Tuesday, April 15, 2008

Interesting Conversation Today

I had a conversation today with people involved in mental health services in Boise County--such as those services are. What they told me seems inconceivable--unless the objective of Idaho's Department of Health & Welfare Department is to demonstrate the truth of the statement, "Never underestimate the power of stupid people in large groups."

I was told that the rules that Health & Welfare has for Medicaid reimbursement (since states actually administer the Medicaid program) require that mental health counseling must be done in a permanent facility, with at least two counselors, supervised by at least one psychiatrist, also in that facility.

I can somewhat see the point of having a psychiatrist providing supervision for mental health counselors. These rules might make sense in a county of several hundred thousand people. In a county with 7200 people, spread over several hundred square miles, this effectively prohibits Medicaid providing any mental health services in our county--and most others. The density just isn't high enough.

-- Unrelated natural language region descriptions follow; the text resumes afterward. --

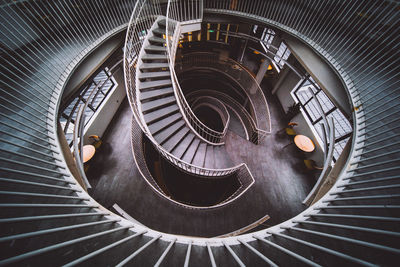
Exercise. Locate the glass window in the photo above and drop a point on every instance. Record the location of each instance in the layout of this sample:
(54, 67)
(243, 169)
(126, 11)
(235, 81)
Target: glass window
(309, 106)
(282, 55)
(95, 92)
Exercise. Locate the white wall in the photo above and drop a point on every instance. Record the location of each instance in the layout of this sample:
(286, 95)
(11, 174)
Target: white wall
(283, 92)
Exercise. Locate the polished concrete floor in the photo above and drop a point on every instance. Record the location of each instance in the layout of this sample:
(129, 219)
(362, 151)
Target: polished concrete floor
(281, 182)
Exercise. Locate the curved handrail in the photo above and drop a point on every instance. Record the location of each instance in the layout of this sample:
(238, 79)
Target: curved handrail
(328, 131)
(246, 179)
(173, 28)
(249, 123)
(217, 105)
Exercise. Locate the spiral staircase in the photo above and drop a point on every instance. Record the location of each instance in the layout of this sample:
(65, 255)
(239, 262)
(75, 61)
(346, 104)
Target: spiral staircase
(48, 219)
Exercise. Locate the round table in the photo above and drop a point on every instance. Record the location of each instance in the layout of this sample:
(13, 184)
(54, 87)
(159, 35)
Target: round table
(304, 143)
(88, 152)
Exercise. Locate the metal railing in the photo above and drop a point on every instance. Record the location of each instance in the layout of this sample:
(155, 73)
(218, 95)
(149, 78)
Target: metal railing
(359, 39)
(79, 125)
(144, 16)
(179, 14)
(243, 174)
(242, 113)
(258, 102)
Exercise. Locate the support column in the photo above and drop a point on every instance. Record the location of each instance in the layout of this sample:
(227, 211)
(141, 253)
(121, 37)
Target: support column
(263, 69)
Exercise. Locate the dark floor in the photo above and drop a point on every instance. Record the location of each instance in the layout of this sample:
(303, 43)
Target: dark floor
(281, 183)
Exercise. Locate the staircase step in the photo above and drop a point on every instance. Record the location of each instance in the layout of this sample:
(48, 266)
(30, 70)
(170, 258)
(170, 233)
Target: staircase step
(157, 104)
(150, 57)
(181, 148)
(155, 48)
(152, 66)
(166, 122)
(176, 139)
(191, 151)
(159, 31)
(154, 75)
(148, 95)
(169, 132)
(209, 162)
(155, 84)
(159, 114)
(158, 40)
(199, 158)
(162, 23)
(221, 158)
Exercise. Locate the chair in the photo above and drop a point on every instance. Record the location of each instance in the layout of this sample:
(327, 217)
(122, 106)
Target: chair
(289, 129)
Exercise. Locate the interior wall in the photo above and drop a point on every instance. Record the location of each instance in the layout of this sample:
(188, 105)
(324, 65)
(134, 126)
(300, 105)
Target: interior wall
(283, 93)
(322, 73)
(109, 107)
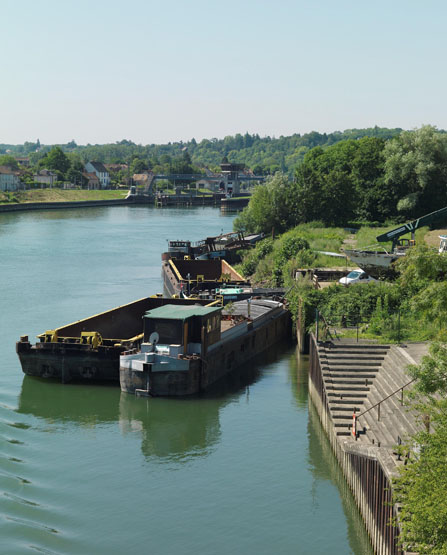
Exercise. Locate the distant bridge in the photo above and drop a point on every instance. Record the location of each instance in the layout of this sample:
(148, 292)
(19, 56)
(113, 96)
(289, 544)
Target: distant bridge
(195, 177)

So what happens to patients who are having mental health problems and who are covered by Medicaid (people with very low incomes)? I suspect that they don't get services until they reach the point where they end up hospitalized in Boise. By that point, what was mild depression might have escalated to a suicide attempt--and schizophrenia or bipolar disorder has escalated from something just starting, to something full blown. Before the people I was talking to reached that point, I was suggesting what they want--someone "riding circuit" from town to town on a regular basis. It wouldn't conform to H&W's rules, but it would allow serious problems to be identified before they reach a crisis point.

I'm guessing that there is some legitimate motivation for these rules, and someone either is too stupid to see that they don't make sense in rural Idaho, or too inflexible to work around it. Even if the goal was to save money by preventing poor people in rural Idaho from getting mental health care (and that would mean that there are monsters at work in our state government), I am very skeptical that this even saves any money. A couple weeks in a mental hospital in Boise is going to run well above $10,000. You can pay for a lot of hours of a psychiatrist, psychologist, or counselor for that kind of money--and perhaps short-circuit at least some of those hospitalizations. The money might be coming out of a different budget--but the taxpayers still end up paying it.